Hoffentlich tröstet man sich bei ABC nicht damit, dass auch die Besucherzahlen vor Ort ziemlich enttäschend waren. Nach der Pleite des Milwaukee-Promoters im vergangenen Jahr hat man diesmal einen handverlesenen Veranstalter aus dem Serien-Heimatstaat Indiana mit der Ausrichtung beauftragt. Auch der hatte keinen Erfolg: Nur etwa 15.000 Zuseher waren am Sonntag vor Ort. Eine Rückkehr der Serie an die Traditonsstrecke wollte CEO Randy Bernard zwar am Rande des Rennens noch nicht ausschließen, sie scheint aber zunehmend unwahrscheinlich. Zumal auch, was ja im Grunde erfreulich ist, Strecken wie Elkhart Lake und Chicagoland (die beiden einen ähnlichen Markt bedienen) offenbar gute Chancen haben, 2012 wieder ein IndyCar Rennen austragen zu dürfen.
Vorschau: Iowa
Schon in der Nacht von Samstag auf Sonntag (2:00 Uhr) steht in Iowa das nächste Rennen auf dem Plan. In früherer Zeit war das progressiv überhöhte Oval eher als Langweiler verschrien.

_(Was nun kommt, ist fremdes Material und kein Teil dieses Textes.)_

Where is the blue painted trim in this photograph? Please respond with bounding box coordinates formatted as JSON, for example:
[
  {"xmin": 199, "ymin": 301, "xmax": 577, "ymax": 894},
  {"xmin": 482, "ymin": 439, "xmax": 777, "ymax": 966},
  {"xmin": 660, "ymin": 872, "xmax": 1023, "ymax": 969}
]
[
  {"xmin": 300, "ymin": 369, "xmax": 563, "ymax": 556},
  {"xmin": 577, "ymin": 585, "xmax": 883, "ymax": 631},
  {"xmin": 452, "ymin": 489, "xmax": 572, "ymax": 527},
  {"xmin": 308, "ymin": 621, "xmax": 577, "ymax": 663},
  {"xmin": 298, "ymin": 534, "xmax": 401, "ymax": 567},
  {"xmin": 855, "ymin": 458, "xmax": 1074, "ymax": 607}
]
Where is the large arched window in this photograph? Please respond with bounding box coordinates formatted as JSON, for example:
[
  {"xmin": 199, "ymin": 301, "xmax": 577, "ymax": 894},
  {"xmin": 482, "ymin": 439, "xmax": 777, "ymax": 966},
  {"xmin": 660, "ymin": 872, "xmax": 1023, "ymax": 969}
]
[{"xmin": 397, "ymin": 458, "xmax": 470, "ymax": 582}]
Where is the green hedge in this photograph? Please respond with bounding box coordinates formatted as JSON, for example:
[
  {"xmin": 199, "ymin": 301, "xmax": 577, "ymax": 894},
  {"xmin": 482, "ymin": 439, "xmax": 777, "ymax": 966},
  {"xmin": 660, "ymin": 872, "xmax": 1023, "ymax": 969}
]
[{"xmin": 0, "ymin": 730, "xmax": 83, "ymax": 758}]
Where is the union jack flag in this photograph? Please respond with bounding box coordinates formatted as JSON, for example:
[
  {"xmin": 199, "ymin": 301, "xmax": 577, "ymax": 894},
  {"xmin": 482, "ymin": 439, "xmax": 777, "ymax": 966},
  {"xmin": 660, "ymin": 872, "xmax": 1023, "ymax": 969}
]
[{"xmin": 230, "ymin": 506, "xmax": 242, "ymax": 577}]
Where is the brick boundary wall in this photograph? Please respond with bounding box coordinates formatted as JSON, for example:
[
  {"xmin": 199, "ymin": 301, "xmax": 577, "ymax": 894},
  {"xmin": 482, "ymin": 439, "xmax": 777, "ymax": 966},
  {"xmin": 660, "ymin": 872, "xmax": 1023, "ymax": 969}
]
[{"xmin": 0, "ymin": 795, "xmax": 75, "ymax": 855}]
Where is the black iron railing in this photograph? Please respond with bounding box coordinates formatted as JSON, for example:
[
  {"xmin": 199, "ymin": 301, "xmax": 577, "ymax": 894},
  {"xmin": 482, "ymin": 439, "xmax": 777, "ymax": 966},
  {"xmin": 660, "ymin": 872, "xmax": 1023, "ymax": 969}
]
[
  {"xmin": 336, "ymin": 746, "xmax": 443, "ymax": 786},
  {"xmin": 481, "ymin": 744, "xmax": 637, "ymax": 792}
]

Der Plan, dort mehrere Fahrspuren zu schaffen, schien nicht immer so richtig so funktionieren. 2010 gab es aber zur allgemeinen Überraschung ein ziemlich enges und spannendes Rennen – vielleicht hat man also nun auch in Iowa den richtigen Modus für knappes Racing gefunden. Damals gewann Tony Kanaan, vielleicht schafft ja auch in diesem Jahr ein Außenseiter die Überraschung.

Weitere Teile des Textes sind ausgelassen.